← All courses

Computer Vision on Mobile

🗓 May 31, 2026 ⏱ 2 min read

The camera is the AI superpower of phones

A huge share of Mobile AI features come from the camera: identifying objects, scanning documents, applying effects, measuring, translating signs. This lesson covers the common vision tasks and how to run them smoothly in real time.

The main vision tasks

  • Image classification — “what is this a picture of?” (one label for the whole image).
  • Object detection — “what objects are here and where?” (boxes + labels).
  • Segmentation — which pixels belong to which object (e.g. background removal).
  • Face/pose landmarks — key points for filters, fitness, AR.
  • OCR — reading text from the scene.

Still image vs real-time

Running a model on a single captured photo is easy. The challenge is real-time processing of the live camera feed — many frames per second — without lag or overheating. That requires care.

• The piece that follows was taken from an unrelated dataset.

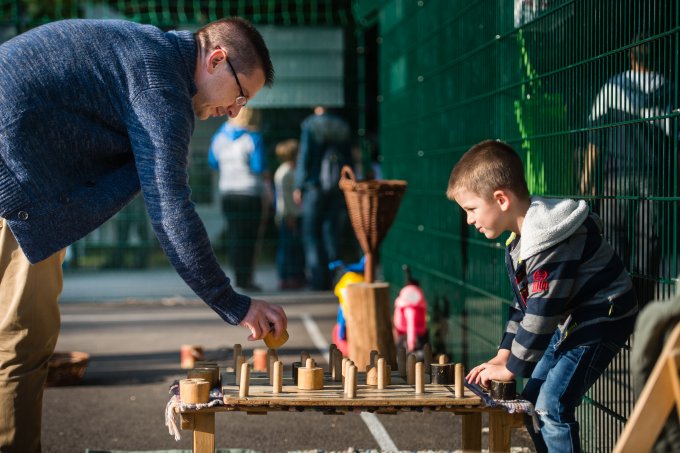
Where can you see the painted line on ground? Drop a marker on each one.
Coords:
(378, 431)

Wiring up the camera + model

// Android: CameraX analyzer runs your model on each frame
imageAnalysis.setAnalyzer(executor) { imageProxy ->
    val bitmap = imageProxy.toBitmap()
    val results = classifier.classify(TensorImage.fromBitmap(bitmap))
    runOnUiThread { overlay.show(results) }
    imageProxy.close()        // always close the frame
}

On iOS, the equivalent is an AVCaptureVideoDataOutput delegate that hands each frame to Vision/Core ML.

Keeping real-time fast

  • Throttle frames — you rarely need 30fps inference; process every 2nd–5th frame.
  • Use a small, fast model — accuracy vs speed is a real trade-off on live video.
  • Hardware acceleration — GPU/NPU delegates (Android) or the Neural Engine (iOS).
  • Downscale input — feed the model a smaller image when possible.
  • Drop frames under load — never queue up work faster than you can process it.

Drawing results over the camera

Detections are returned in the model’s coordinate space; you must map them to screen coordinates and draw boxes/labels on an overlay above the camera preview, accounting for rotation and scaling.

Common mistakes

  • Running inference on every frame on the main thread (freeze + heat).
  • Forgetting to close/release camera frames (memory leaks, crashes).
  • Not mapping detection coordinates correctly to the preview (boxes in the wrong place).
Summary: Phone cameras power most Mobile AI. Use CameraX (Android) or AVFoundation + Vision (iOS) to feed frames to a model, but for real time keep models small, throttle and downscale frames, accelerate with hardware, and draw results on an overlay mapped to the preview.